Le Tube, 17A/27
17A. On dirait moi
Vendredi 10 août 1990
Foin de l’héroïsme et du colonel : il fallait décamper en vitesse. Ou plutôt il eût fallu : Corine était incapable de courir et marchait difficilement, même avec le soutien de sa lance.
Désemparée, elle cherchait des yeux une cachette, en vain. Elle refusait pourtant de céder au découragement. Avoir triomphé d’Hilaire dans la situation où elle se trouvait, et renoncer maintenant qu’elle était libre, ça non ! Il est vrai qu’elle avait bénéficié d’une aide inespérée, mais la providence ne pouvait-elle se manifester à nouveau ?
Un bruit dans la cour l’avertit de la présence du Phénix. À moins d’une ruse.
Une ruse ?
En fait de providence, c’est une illumination qui lui vint.
La solution lui apparaissait avec la clarté d’une séquence de film.
Elle avait quelques secondes pour se préparer. Cela lui suffisait amplement.
Elle tâta la pointe de sa lance. Un peu émoussée par son récent échec, mais pas inoffensive.
Elle s’entailla le lobe d’une oreille. Le sang jaillit. Elle s’en barbouilla le cou et le genou, désormais tout à fait grandguignolesque.
Un chef-d’œuvre. Elle lui sourit avec tendresse.
Elle souriait encore en entendant le Phénix entrer dans la maison.
Axel souriait. Il ne comprenait pas pourquoi, mais il souriait. Il souriait d’autant plus qu’il savait que bientôt il comprendrait. Une idée avait dû lui traverser l’esprit comme un de ces oiseaux qui signalent la proximité d’une terre.
Quelle était la question, déjà ?
L’eau ?
Mais, de l’eau ! – il se leva, ayant soudain recouvré tout son allant – il y en avait forcément sur cette île. Le tout était de la chercher. Pas de temps à perdre. Surtout s’il voulait encore sauver son compagnon.
Le corps exhumé attendrait ; les vivants d’abord. Il le recouvrit rapidement de sable, histoire de le protéger contre les charognards, et glissa le tube dans sa poche. Ça non plus, ça ne pressait pas ; et puis rien ne l’empêcherait de réfléchir à cette énigme tout en menant sa quête. Il avait réussi à déchiffrer quelques mots, c’était un début. Même si ces bribes lui restaient incompréhensibles, l’ensemble lui disait vaguement – très vaguement – quelque chose. Ainsi, il aurait de quoi se tenir compagnie ; il explorerait sa mémoire en même temps que les environs.
Il s’agenouilla près du moribond et lui chuchota à l’oreille : I’m going to get some water. Je vais pour chercher de l’eau. L’autre paraissait dormir ; cependant, il lui sembla voir ses lèvres esquisser un sourire. Il se releva. Surtout, se garder des mirages.
Avec des palmes, il lui tressa un écran pour l’abriter du soleil et du vent. Puis il récupéra un fragment de l’enveloppe de Fafnir II et s’en fit un genre d’outre. Enfin, il prit sur un des cadavres un pistolet et des munitions.
Ainsi équipé, il s’enfonça dans la forêt.
– C’était Mo. Furieux.
– Ils nous gonflent ces homos.
– T’as pas toujours dit ça.
– Tu penses au one shot avec Solveig ? T’aurais bien aimé être là, hein ?

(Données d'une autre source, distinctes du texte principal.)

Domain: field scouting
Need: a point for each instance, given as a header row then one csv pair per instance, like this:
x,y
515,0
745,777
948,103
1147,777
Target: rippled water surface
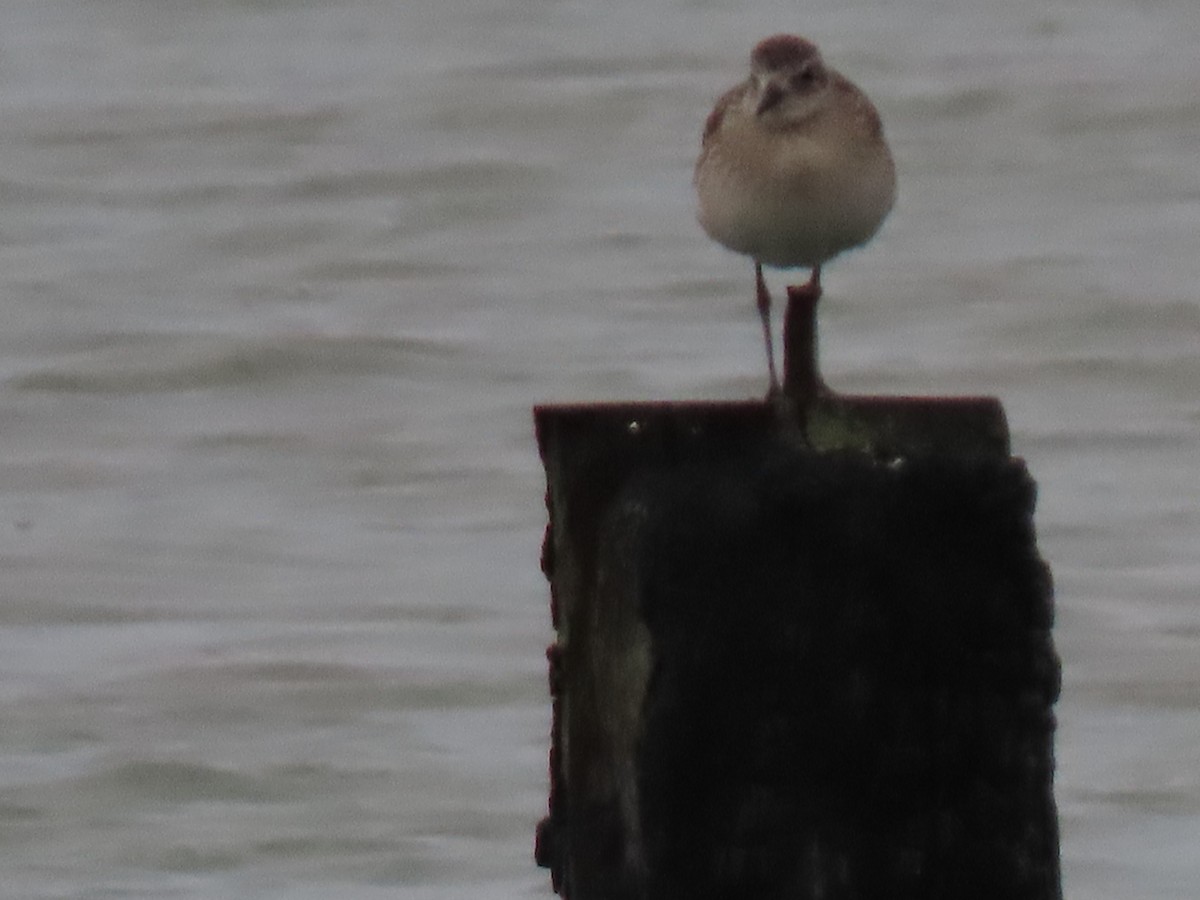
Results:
x,y
281,281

Margot s’était levée. Ils plaisantaient tout en s’habillant, évoluaient et se frôlaient selon une savante chorégraphie entre la penderie, le cabinet de toilette et le lit, sur lequel ils se croisaient tantôt en roulant, tantôt à genoux, tantôt même debout, à se demander si ça n’allait pas dégénérer en bataille de polochons, mais, déjà qu’ils étaient en retard, ça n’aurait pas été raisonnable.
– N’empêche, dit Jean, je me demande ce qu’elle est devenue.

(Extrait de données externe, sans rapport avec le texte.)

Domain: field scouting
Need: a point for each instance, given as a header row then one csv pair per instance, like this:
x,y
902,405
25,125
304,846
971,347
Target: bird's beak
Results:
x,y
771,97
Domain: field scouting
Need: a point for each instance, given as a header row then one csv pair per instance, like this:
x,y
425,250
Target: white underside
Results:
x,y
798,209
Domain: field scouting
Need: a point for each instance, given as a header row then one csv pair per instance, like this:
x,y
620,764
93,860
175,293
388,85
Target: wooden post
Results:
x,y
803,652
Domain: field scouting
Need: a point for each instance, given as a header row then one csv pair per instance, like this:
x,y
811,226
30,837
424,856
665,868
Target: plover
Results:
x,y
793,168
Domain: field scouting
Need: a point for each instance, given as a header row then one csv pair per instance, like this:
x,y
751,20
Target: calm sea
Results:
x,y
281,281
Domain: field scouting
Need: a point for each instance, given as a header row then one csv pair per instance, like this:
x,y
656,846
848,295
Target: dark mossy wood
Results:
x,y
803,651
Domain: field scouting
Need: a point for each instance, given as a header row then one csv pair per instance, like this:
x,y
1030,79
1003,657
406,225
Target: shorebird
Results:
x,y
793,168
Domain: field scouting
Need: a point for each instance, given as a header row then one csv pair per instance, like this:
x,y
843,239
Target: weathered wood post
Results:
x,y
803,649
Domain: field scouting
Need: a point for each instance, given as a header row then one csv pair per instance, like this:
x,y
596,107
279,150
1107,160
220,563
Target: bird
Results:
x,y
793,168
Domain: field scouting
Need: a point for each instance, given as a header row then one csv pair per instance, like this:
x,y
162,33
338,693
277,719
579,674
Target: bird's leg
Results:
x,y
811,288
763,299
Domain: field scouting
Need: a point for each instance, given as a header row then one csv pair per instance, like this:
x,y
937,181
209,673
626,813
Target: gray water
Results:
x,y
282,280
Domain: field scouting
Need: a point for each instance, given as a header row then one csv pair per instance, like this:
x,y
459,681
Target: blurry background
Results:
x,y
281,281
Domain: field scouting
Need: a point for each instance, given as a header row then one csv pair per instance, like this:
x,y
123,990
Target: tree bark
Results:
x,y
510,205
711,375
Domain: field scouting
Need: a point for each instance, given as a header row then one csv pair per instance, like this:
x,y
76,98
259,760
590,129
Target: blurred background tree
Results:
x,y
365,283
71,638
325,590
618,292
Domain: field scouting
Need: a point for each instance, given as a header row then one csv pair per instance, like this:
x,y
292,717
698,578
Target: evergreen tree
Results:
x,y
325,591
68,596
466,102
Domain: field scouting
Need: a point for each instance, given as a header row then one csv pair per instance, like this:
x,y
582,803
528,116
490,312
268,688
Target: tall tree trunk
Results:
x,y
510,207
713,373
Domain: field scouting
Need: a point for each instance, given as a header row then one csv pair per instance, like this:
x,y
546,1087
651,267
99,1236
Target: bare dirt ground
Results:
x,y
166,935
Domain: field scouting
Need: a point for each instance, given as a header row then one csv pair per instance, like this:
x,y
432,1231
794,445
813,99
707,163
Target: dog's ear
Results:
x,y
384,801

– Jamais revue depuis la Bretagne. Elle nous a écrit au club, tu te rappelles ?
– C’est comme ça que j’ai découvert que vous la connaissiez. Elle me l’avait pas dit.

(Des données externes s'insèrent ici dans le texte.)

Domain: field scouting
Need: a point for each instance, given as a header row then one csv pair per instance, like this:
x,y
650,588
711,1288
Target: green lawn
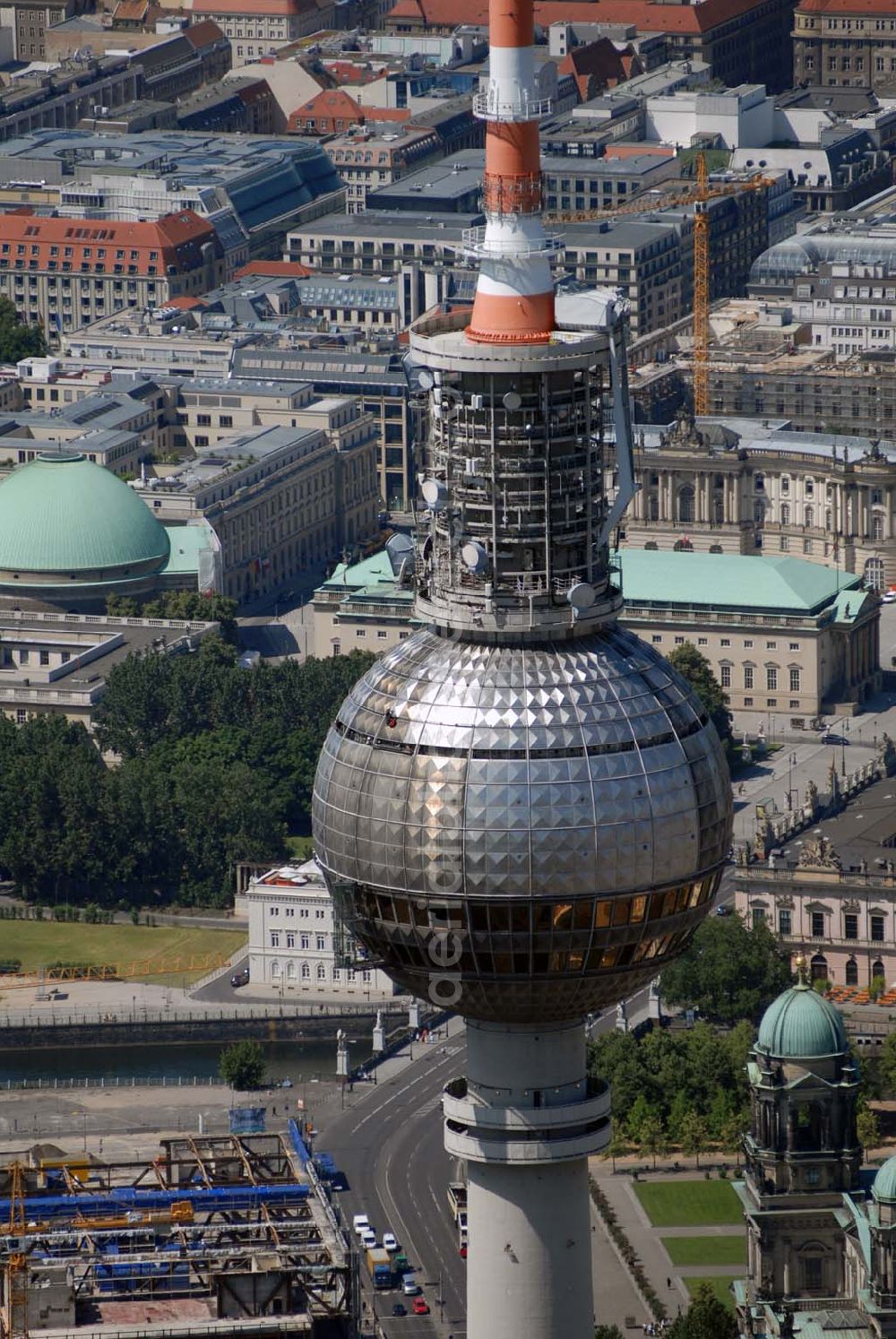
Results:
x,y
133,948
678,1204
719,1284
709,1249
300,848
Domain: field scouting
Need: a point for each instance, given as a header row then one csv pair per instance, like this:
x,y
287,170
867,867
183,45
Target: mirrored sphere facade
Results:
x,y
540,825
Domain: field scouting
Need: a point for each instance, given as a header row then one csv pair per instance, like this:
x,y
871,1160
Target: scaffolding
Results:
x,y
237,1222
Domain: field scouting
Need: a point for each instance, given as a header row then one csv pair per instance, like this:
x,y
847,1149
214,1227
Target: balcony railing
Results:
x,y
796,873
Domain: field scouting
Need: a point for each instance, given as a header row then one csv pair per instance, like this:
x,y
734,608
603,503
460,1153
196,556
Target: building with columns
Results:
x,y
822,1230
292,939
754,487
834,902
787,639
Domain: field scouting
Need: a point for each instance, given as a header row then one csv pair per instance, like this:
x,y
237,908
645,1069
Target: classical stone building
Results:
x,y
281,500
833,904
822,1233
844,43
739,487
787,639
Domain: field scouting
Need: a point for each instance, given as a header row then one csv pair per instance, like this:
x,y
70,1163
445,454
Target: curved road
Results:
x,y
390,1149
389,1145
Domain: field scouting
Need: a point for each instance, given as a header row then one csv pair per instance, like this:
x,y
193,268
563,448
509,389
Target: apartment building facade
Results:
x,y
294,939
840,915
844,43
278,498
30,21
787,639
368,161
65,273
259,29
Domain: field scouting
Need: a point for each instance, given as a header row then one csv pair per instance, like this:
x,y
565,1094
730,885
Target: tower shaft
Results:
x,y
525,1121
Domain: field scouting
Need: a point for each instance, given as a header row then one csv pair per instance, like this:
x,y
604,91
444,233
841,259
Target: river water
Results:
x,y
295,1060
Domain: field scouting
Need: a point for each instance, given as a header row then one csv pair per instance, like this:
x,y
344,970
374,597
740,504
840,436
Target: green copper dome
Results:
x,y
62,513
884,1187
801,1024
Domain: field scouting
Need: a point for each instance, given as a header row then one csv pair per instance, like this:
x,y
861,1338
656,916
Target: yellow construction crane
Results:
x,y
127,970
15,1314
700,197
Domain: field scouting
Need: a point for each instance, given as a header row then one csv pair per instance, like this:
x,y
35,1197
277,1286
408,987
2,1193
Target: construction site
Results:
x,y
214,1235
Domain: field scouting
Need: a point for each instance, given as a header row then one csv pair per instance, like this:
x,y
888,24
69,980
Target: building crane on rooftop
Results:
x,y
700,197
13,1317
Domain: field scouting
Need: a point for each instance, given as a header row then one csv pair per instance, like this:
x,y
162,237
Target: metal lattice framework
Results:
x,y
193,1247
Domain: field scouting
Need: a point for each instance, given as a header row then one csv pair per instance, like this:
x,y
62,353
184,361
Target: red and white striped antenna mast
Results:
x,y
514,300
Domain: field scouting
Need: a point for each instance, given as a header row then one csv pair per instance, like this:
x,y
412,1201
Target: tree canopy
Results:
x,y
698,671
728,972
16,339
666,1079
243,1066
216,765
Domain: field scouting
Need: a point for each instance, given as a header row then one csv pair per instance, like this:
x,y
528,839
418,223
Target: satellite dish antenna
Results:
x,y
401,552
582,596
435,495
474,556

– Tu lui dois beaucoup. Et moi aussi. Et le groupe.
– Je sais. Elle m’a branché sur Nabil au bon moment. J’ai jamais compris, d’ailleurs.
– Quoi ?
– Cette sollicitude à mon endroit.
– C’est vrai que ton endroit ne devait guère l’intéresser.
– Quel humour !
– Tu m’as tendu la perche.
– Go, t’es vraiment con. On dirait moi.